Apesar do tema sério roda de conversa fluiu de forma descontraída. (Foto: Juliano Almeida)
Apesar do tema sério roda de conversa fluiu de forma descontraída. (Foto: Juliano Almeida)

Quando a gordofobia não é escancarada em piadas, olhares e comentários maldosos ela vem disfarçada no discurso ‘preocupado’ sobre a saúde da mulher ou homem gordo.O corpo fora do padrão é tido como sinônimo de doença, enquanto o magro é  sempre saudável. A assistente social cita casos onde pessoas são elogiadas por aparentarem magreza mesmo estando doentes.

“Pessoas que estavam em processo avançado de câncer recebiam elogios pelo seu corpo. Pessoas que ficaram doentes falam: ‘Pelo menos emagreci’. Isso prova pra gente que essa pressão estética que acontece não é por conta da saúde”, ressalta.

A roda de conversa trouxe também a dificuldade que pessoas gordas sentem em encontrar roupas. O desafio se estende das araras com falta de opções no tamanho correto a provadores que carecem de espaço.

Proprietária do Laricas Cultural, Luanna Peralta, fala sobre importância do evento. (Foto: Juliano Almeida)
Proprietária do Laricas Cultural, Luanna Peralta, fala sobre importância do evento. (Foto: Juliano Almeida)

Nessa hora por mais 'desconstruído' que seja o pensamento, ainda que a mulher esteja confortável em usar peças que não escondam o corpo, a sociedade vem e ‘puxa o tapete’.

“Você vai lembrando que é gorda e vê que o sistema não tá pronto pra você”. A frase vem da proprietária do Laricas Cultural, Luanna Peralta que mencionou um caso onde não conseguiu experimentar no provador a peça que queria comprar.

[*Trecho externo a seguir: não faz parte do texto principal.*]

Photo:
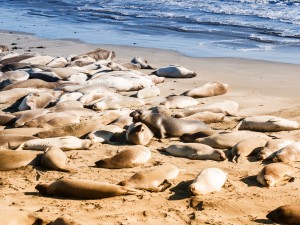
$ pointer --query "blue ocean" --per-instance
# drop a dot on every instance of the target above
(257, 29)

Para quem cresceu lidando com situações assim, o sofrimento deu lugar à indignação. É o que revela Angela. “Já sofri muito com roupa, hoje não sofro mais, me indigno. Mesmo as lojas que são plus size, que plus size é aquele de tamanho 40? Não existe isso”, ressalta.

Em debate mulheres compartilharam e ouviram experiências. (Foto: Juliano Almeida)
Em debate mulheres compartilharam e ouviram experiências. (Foto: Juliano Almeida)

A roda de conversa foi esse ponto de encontro, acolhimento, empatia e tantas outras coisas que as participantes vivem diariamente. A discussão, que normalmente ficaria fechada ao espaço de uma universidade, chegou ao ambiente cultural e alcançou diferentes pessoas.

A programação do Laricas Cultural conta com rodas de conversa sobre diversos temas. As discussões realizadas no lugar, conforme a proprietária, são importantes para atingir diferentes pessoas.

“É exatamente para atingir outros públicos, é importante a gente sair da nossa bolha. Hoje a roda de conversa é sobre corpo livre, então é importante que pessoas que não são gordas escutem, porque quem é sabe. Mesma coisa de um assunto de femininos, é importante que homens estejam presentes para que escute o que a gente já sabe da luta”, conclui Luanna.